Instrument Tolerances: Manufacturer vs. Process
This week's blog comes from Vaisala's Calibration and Repair Service department:
Using the instrument maker’s tolerance, there is often a higher risk of an “Out of Tolerance” appearing on a calibration certificate; this costs money. Consider the following scenario: You have just received back from calibration the set of temperature sensors used to monitor the warehouse. Most of the instruments have been shown to be within manufacturer published tolerances. A few of the instruments, though, are listed as out of tolerance. Now the fun starts!
The out-of-tolerance results need to be fully documented, including a full investigation into the use history of the instruments since their last calibration. All of this is rightfully required by your Quality Management system to ensure that no product has been negatively affected by the larger than expected errors in the readings. The investigation shows that the instrument manufacturer’s tolerances for the instrument are tighter than the tolerance required to monitor the warehouse. All of the out-of- tolerance points from the calibration certificates show that the readings of the instruments are within the tolerances for the warehouse monitoring system; therefore, no products have been negatively affected.
This is a common situation that many of us find ourselves dealing with, a difference between manufacturer tolerances and process tolerances. In many cases, we have selected our process monitoring instruments based on more than just the measurement tolerances of an individual instrument.
We may have chosen an instrument with higher accuracy for a number of reasons, including:
- Compatibility with existing monitoring systems
- Lower risk of an out-of-tolerance reading affecting products
- Better overall value
- The manufacturer was on the Approved Vendor
Whatever the reason, the manufacturer-specified tolerances are often significantly tighter than our process requires. This leaves us in a situation where we have a higher risk of an “Out of Tolerance” appearing on a calibration certificate than if the instrument being used had a tolerance matching our process tolerance. This in practice is costing extra money either due to an increase in calibration costs, a shortening of calibration intervals, or an increase in investigations of out-of-tolerance conditions.
There is a potential solution which will help contain costs and will also not increase the risk of negatively affecting product quality. When sending instruments out for calibration, have the calibration laboratory use the process tolerance when evaluating for in- or out-of-tolerance. The process tolerance is typically the more relevant limit rather than the manufacturer specification.
The process tolerance was established not by looking at what instruments are capable of performing, but by looking at the requirements of the process. It is this limit that tells us when the product may be affected and is, therefore, a more relevant tolerance to ensure that the measurement instrument is meeting.
Most calibration laboratories default to using manufacturer specifications when performing this evaluation. The calibration laboratory does not know what the process limits are for an instrument unless we tell them; the only information that is readily available at the calibration laboratory is the manufacturer specification. When selecting a calibration vendor, ask if they have the capability to use customer specified acceptance limits.

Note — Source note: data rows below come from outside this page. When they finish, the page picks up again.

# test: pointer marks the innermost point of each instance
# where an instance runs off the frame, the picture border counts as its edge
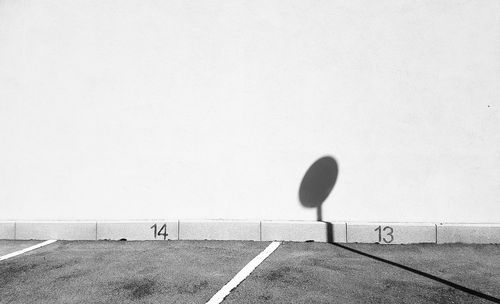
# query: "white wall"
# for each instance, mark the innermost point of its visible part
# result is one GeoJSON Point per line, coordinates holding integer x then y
{"type": "Point", "coordinates": [137, 109]}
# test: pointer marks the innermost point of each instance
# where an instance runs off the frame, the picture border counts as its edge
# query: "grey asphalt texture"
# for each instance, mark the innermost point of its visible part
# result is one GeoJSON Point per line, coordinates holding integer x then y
{"type": "Point", "coordinates": [193, 271]}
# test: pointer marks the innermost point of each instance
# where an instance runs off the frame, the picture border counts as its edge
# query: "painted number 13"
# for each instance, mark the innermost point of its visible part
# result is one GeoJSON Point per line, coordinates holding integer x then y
{"type": "Point", "coordinates": [161, 232]}
{"type": "Point", "coordinates": [388, 233]}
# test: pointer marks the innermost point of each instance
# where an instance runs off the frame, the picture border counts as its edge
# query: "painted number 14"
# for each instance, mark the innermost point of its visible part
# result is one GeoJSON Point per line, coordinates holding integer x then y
{"type": "Point", "coordinates": [161, 232]}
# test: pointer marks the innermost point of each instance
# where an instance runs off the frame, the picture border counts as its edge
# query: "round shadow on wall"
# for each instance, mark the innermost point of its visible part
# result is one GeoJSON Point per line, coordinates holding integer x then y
{"type": "Point", "coordinates": [318, 182]}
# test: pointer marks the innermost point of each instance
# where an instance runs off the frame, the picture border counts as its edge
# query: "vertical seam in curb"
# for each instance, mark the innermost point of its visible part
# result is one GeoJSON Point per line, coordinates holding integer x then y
{"type": "Point", "coordinates": [435, 226]}
{"type": "Point", "coordinates": [346, 232]}
{"type": "Point", "coordinates": [260, 231]}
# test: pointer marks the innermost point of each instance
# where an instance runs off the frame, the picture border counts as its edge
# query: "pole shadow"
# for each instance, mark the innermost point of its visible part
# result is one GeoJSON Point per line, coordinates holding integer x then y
{"type": "Point", "coordinates": [316, 186]}
{"type": "Point", "coordinates": [424, 274]}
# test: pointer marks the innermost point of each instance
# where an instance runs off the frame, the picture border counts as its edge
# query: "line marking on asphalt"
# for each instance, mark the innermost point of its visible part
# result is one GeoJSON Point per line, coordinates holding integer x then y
{"type": "Point", "coordinates": [243, 274]}
{"type": "Point", "coordinates": [16, 253]}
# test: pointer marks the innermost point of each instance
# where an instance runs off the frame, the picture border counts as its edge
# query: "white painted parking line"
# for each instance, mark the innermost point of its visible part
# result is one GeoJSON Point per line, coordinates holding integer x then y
{"type": "Point", "coordinates": [13, 254]}
{"type": "Point", "coordinates": [243, 274]}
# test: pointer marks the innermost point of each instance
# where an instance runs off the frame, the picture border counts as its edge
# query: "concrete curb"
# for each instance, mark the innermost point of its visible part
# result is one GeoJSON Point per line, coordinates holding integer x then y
{"type": "Point", "coordinates": [300, 231]}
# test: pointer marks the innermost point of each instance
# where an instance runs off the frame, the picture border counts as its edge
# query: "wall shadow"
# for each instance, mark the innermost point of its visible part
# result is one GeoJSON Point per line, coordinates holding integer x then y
{"type": "Point", "coordinates": [316, 186]}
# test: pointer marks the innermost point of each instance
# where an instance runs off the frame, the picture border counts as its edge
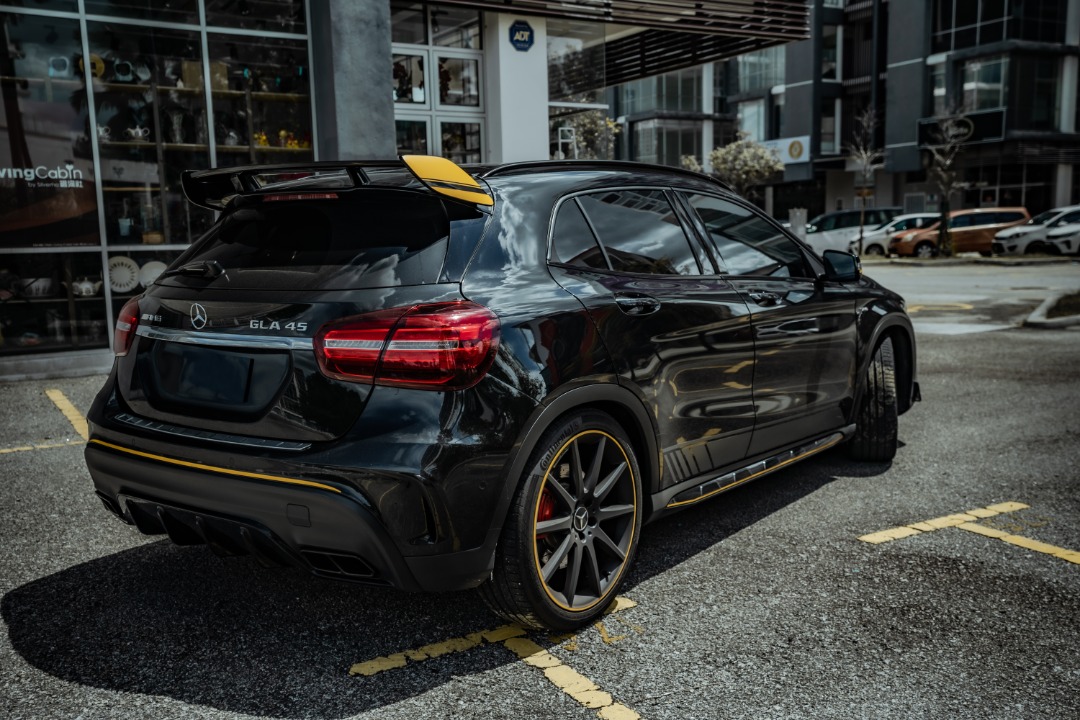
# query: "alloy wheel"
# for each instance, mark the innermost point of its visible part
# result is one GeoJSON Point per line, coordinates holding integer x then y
{"type": "Point", "coordinates": [584, 520]}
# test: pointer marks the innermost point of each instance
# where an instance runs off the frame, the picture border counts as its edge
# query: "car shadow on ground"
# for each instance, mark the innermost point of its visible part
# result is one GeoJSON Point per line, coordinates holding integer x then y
{"type": "Point", "coordinates": [228, 634]}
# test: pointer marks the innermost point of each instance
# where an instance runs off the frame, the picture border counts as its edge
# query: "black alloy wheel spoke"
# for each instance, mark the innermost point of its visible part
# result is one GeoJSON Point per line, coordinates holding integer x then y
{"type": "Point", "coordinates": [594, 470]}
{"type": "Point", "coordinates": [576, 471]}
{"type": "Point", "coordinates": [594, 567]}
{"type": "Point", "coordinates": [556, 558]}
{"type": "Point", "coordinates": [610, 544]}
{"type": "Point", "coordinates": [578, 558]}
{"type": "Point", "coordinates": [604, 488]}
{"type": "Point", "coordinates": [564, 494]}
{"type": "Point", "coordinates": [612, 511]}
{"type": "Point", "coordinates": [572, 574]}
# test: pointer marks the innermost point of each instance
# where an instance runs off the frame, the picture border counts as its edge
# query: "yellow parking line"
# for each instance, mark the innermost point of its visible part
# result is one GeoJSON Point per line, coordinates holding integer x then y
{"type": "Point", "coordinates": [1021, 541]}
{"type": "Point", "coordinates": [40, 446]}
{"type": "Point", "coordinates": [61, 401]}
{"type": "Point", "coordinates": [941, 522]}
{"type": "Point", "coordinates": [513, 637]}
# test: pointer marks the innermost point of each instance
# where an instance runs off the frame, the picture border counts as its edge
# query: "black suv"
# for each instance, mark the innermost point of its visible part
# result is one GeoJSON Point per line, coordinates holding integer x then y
{"type": "Point", "coordinates": [412, 375]}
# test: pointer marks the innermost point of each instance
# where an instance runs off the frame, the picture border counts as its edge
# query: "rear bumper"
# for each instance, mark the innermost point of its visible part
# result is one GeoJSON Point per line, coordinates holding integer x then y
{"type": "Point", "coordinates": [329, 530]}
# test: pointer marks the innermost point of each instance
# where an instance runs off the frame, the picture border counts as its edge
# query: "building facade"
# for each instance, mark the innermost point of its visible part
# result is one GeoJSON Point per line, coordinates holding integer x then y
{"type": "Point", "coordinates": [107, 103]}
{"type": "Point", "coordinates": [1008, 67]}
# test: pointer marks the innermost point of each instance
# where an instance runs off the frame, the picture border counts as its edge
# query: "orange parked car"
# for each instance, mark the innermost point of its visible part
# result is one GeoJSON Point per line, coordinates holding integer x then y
{"type": "Point", "coordinates": [972, 231]}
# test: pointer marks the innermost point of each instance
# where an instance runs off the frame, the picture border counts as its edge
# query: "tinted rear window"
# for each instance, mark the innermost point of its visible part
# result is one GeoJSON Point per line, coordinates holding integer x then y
{"type": "Point", "coordinates": [364, 239]}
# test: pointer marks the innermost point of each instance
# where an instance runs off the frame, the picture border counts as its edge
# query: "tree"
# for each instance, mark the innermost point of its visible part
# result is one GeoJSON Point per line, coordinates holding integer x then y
{"type": "Point", "coordinates": [743, 164]}
{"type": "Point", "coordinates": [947, 138]}
{"type": "Point", "coordinates": [867, 158]}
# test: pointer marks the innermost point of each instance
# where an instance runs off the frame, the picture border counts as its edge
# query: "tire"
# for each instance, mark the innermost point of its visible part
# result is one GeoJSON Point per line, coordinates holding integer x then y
{"type": "Point", "coordinates": [925, 250]}
{"type": "Point", "coordinates": [876, 428]}
{"type": "Point", "coordinates": [591, 513]}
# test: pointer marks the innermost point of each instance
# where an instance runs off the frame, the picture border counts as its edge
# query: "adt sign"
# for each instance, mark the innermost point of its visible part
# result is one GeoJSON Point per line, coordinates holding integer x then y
{"type": "Point", "coordinates": [521, 36]}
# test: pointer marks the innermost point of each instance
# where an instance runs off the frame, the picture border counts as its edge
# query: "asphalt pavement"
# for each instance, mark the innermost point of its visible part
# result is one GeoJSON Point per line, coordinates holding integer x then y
{"type": "Point", "coordinates": [779, 599]}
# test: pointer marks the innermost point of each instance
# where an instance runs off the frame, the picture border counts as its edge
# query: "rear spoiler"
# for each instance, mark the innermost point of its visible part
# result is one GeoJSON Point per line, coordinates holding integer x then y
{"type": "Point", "coordinates": [214, 189]}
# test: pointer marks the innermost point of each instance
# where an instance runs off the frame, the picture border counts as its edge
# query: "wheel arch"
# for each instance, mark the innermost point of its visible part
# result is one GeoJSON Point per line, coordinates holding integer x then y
{"type": "Point", "coordinates": [606, 396]}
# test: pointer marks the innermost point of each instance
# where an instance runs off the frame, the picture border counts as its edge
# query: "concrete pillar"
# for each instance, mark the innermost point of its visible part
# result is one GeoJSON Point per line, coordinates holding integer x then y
{"type": "Point", "coordinates": [516, 91]}
{"type": "Point", "coordinates": [707, 107]}
{"type": "Point", "coordinates": [353, 87]}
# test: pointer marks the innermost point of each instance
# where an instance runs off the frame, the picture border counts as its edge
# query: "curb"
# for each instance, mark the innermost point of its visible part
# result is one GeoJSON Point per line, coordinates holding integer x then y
{"type": "Point", "coordinates": [1006, 262]}
{"type": "Point", "coordinates": [1039, 320]}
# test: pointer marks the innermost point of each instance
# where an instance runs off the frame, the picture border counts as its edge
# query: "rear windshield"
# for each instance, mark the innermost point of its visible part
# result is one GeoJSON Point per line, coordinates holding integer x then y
{"type": "Point", "coordinates": [365, 238]}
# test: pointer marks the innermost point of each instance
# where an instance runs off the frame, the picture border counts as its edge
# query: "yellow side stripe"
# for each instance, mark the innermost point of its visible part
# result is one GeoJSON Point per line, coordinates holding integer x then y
{"type": "Point", "coordinates": [755, 475]}
{"type": "Point", "coordinates": [61, 401]}
{"type": "Point", "coordinates": [214, 469]}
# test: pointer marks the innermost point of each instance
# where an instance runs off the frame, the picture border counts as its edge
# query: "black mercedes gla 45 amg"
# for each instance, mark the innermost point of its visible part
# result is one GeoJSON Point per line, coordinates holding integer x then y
{"type": "Point", "coordinates": [435, 378]}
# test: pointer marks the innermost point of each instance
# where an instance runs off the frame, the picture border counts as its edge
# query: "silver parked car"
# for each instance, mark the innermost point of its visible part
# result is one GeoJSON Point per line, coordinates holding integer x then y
{"type": "Point", "coordinates": [876, 241]}
{"type": "Point", "coordinates": [1035, 235]}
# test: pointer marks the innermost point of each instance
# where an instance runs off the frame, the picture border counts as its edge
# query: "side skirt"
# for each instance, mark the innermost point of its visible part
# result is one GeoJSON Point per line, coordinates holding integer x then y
{"type": "Point", "coordinates": [696, 490]}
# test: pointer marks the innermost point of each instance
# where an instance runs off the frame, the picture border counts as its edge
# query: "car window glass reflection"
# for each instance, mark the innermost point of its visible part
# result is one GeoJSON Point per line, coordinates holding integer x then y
{"type": "Point", "coordinates": [572, 241]}
{"type": "Point", "coordinates": [640, 232]}
{"type": "Point", "coordinates": [747, 243]}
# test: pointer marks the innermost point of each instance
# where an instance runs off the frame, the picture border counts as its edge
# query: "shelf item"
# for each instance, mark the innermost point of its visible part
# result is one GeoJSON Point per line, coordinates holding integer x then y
{"type": "Point", "coordinates": [123, 273]}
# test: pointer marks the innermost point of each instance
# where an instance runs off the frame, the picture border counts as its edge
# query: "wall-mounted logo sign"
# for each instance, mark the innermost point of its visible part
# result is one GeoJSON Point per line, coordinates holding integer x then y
{"type": "Point", "coordinates": [791, 150]}
{"type": "Point", "coordinates": [521, 36]}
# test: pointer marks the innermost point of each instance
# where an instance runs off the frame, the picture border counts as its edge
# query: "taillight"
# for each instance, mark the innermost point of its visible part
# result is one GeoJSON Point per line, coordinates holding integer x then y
{"type": "Point", "coordinates": [126, 324]}
{"type": "Point", "coordinates": [446, 345]}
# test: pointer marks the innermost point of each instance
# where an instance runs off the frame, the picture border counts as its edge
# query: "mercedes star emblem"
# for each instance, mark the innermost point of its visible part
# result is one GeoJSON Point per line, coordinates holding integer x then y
{"type": "Point", "coordinates": [198, 316]}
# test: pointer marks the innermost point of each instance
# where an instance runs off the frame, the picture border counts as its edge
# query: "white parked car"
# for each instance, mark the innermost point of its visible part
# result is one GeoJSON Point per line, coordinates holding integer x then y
{"type": "Point", "coordinates": [834, 231]}
{"type": "Point", "coordinates": [876, 241]}
{"type": "Point", "coordinates": [1034, 235]}
{"type": "Point", "coordinates": [1064, 240]}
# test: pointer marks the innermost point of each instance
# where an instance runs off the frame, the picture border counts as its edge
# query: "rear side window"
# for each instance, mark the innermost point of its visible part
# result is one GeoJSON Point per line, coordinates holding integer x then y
{"type": "Point", "coordinates": [747, 244]}
{"type": "Point", "coordinates": [363, 239]}
{"type": "Point", "coordinates": [640, 232]}
{"type": "Point", "coordinates": [572, 241]}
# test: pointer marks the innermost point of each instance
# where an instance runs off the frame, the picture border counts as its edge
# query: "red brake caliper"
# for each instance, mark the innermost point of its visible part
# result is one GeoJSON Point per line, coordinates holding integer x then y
{"type": "Point", "coordinates": [545, 511]}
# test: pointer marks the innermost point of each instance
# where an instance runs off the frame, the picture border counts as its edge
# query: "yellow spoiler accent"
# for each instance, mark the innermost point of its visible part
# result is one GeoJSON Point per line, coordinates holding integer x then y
{"type": "Point", "coordinates": [445, 177]}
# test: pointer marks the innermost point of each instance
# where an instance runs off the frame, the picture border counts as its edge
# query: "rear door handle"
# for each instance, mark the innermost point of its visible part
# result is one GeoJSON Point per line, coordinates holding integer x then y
{"type": "Point", "coordinates": [764, 298]}
{"type": "Point", "coordinates": [637, 304]}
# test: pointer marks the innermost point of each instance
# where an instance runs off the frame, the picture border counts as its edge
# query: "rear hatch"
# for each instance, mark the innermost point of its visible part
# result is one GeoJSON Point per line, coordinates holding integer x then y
{"type": "Point", "coordinates": [226, 341]}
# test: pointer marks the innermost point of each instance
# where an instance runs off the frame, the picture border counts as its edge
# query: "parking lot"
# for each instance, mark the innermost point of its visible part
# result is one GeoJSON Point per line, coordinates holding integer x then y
{"type": "Point", "coordinates": [943, 584]}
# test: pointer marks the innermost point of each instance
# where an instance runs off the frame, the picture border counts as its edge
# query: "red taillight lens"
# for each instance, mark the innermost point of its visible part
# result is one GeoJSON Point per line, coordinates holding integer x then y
{"type": "Point", "coordinates": [126, 324]}
{"type": "Point", "coordinates": [447, 345]}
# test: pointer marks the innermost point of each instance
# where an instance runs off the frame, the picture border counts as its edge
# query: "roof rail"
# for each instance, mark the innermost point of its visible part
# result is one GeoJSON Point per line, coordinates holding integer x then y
{"type": "Point", "coordinates": [596, 164]}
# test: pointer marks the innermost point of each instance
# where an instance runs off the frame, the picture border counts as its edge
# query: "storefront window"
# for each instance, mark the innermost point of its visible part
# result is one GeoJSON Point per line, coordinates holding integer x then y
{"type": "Point", "coordinates": [455, 27]}
{"type": "Point", "coordinates": [412, 136]}
{"type": "Point", "coordinates": [112, 227]}
{"type": "Point", "coordinates": [437, 84]}
{"type": "Point", "coordinates": [408, 80]}
{"type": "Point", "coordinates": [461, 141]}
{"type": "Point", "coordinates": [459, 81]}
{"type": "Point", "coordinates": [175, 11]}
{"type": "Point", "coordinates": [48, 194]}
{"type": "Point", "coordinates": [261, 99]}
{"type": "Point", "coordinates": [273, 15]}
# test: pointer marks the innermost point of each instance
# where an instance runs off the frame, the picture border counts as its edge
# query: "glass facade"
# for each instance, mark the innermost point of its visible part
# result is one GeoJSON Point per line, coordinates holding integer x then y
{"type": "Point", "coordinates": [437, 75]}
{"type": "Point", "coordinates": [959, 24]}
{"type": "Point", "coordinates": [102, 114]}
{"type": "Point", "coordinates": [579, 125]}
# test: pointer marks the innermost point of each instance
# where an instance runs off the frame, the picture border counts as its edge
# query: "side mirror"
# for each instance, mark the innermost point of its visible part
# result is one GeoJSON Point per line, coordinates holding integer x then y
{"type": "Point", "coordinates": [841, 267]}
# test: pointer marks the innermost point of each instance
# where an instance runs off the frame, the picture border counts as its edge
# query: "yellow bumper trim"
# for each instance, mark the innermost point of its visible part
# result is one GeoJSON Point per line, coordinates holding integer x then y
{"type": "Point", "coordinates": [215, 469]}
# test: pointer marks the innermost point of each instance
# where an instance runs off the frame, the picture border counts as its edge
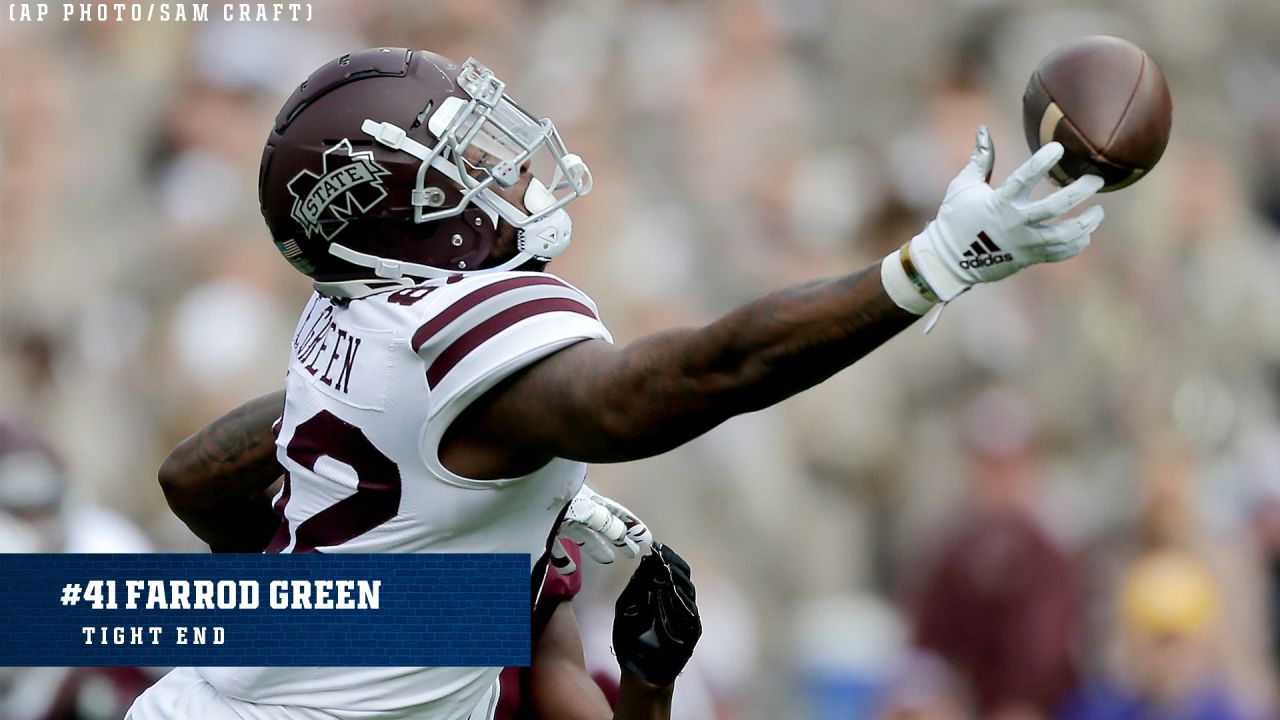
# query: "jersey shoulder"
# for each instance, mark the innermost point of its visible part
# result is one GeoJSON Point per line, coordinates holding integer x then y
{"type": "Point", "coordinates": [496, 323]}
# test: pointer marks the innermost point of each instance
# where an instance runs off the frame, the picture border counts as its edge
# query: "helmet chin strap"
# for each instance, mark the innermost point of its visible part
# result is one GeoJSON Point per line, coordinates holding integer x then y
{"type": "Point", "coordinates": [542, 240]}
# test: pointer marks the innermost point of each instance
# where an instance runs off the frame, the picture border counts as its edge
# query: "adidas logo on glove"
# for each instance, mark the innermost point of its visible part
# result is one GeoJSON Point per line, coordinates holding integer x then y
{"type": "Point", "coordinates": [983, 254]}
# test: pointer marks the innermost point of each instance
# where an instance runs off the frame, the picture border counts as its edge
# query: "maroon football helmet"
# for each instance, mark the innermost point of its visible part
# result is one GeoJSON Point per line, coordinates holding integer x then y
{"type": "Point", "coordinates": [388, 164]}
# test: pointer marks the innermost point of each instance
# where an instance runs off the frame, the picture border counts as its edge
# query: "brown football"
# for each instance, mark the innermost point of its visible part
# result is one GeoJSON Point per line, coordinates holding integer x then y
{"type": "Point", "coordinates": [1107, 103]}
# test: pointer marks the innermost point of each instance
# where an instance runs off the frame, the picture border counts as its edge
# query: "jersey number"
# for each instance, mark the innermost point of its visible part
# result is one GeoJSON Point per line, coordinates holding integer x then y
{"type": "Point", "coordinates": [378, 484]}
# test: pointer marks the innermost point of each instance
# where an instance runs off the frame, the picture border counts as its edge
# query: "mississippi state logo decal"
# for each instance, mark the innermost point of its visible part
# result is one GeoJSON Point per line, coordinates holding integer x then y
{"type": "Point", "coordinates": [348, 183]}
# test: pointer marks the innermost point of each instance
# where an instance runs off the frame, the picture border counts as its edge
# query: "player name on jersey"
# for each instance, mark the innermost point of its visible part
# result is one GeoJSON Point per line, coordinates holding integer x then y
{"type": "Point", "coordinates": [328, 351]}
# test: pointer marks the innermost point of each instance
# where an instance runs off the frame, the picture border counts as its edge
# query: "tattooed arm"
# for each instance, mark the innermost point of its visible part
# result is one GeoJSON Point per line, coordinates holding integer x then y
{"type": "Point", "coordinates": [599, 404]}
{"type": "Point", "coordinates": [218, 479]}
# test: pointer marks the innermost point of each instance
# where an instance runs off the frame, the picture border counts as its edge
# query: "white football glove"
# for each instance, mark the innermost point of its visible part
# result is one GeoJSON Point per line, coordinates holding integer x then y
{"type": "Point", "coordinates": [984, 233]}
{"type": "Point", "coordinates": [602, 528]}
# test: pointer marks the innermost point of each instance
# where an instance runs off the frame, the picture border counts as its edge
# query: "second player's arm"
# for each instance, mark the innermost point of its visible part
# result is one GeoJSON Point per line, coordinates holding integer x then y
{"type": "Point", "coordinates": [599, 404]}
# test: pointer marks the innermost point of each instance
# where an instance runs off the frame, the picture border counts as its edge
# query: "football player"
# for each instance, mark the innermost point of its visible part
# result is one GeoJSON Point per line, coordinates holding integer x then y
{"type": "Point", "coordinates": [444, 393]}
{"type": "Point", "coordinates": [214, 481]}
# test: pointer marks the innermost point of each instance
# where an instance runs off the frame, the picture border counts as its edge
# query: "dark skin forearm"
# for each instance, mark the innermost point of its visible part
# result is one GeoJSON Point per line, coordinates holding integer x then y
{"type": "Point", "coordinates": [638, 700]}
{"type": "Point", "coordinates": [560, 686]}
{"type": "Point", "coordinates": [218, 479]}
{"type": "Point", "coordinates": [599, 404]}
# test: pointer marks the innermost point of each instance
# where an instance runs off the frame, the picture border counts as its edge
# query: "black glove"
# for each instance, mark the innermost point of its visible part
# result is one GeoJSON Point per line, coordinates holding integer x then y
{"type": "Point", "coordinates": [657, 624]}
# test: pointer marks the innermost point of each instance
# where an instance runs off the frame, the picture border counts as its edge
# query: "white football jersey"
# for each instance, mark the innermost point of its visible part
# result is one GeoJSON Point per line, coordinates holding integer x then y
{"type": "Point", "coordinates": [371, 387]}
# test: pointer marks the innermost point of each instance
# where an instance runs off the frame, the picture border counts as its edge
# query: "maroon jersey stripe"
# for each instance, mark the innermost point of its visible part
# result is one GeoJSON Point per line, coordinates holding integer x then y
{"type": "Point", "coordinates": [484, 331]}
{"type": "Point", "coordinates": [469, 301]}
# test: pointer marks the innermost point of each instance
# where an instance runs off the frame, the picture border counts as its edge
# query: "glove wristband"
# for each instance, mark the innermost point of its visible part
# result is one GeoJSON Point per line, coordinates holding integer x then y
{"type": "Point", "coordinates": [904, 282]}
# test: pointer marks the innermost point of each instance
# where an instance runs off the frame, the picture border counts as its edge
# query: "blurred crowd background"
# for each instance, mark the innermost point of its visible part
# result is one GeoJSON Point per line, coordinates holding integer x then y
{"type": "Point", "coordinates": [1063, 502]}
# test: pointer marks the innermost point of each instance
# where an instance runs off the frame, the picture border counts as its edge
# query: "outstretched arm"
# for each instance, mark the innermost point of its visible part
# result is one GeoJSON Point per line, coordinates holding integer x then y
{"type": "Point", "coordinates": [599, 404]}
{"type": "Point", "coordinates": [218, 479]}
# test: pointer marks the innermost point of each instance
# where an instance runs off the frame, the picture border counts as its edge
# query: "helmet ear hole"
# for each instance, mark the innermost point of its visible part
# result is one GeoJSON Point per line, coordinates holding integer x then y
{"type": "Point", "coordinates": [462, 242]}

In most cases, this should not pose a significant problem. When sending the instruments in for calibration, including the instructions for the values to use for the process limits. Using process limits instead of manufacturer specifications provides a low-risk and low-cost mechanism for reducing the cost and effort associated with out-of-tolerance events. It provides a more relevant analysis of the calibration results and will limit the need to reduce calibration intervals in the case of equipment not meeting manufacturer specifications.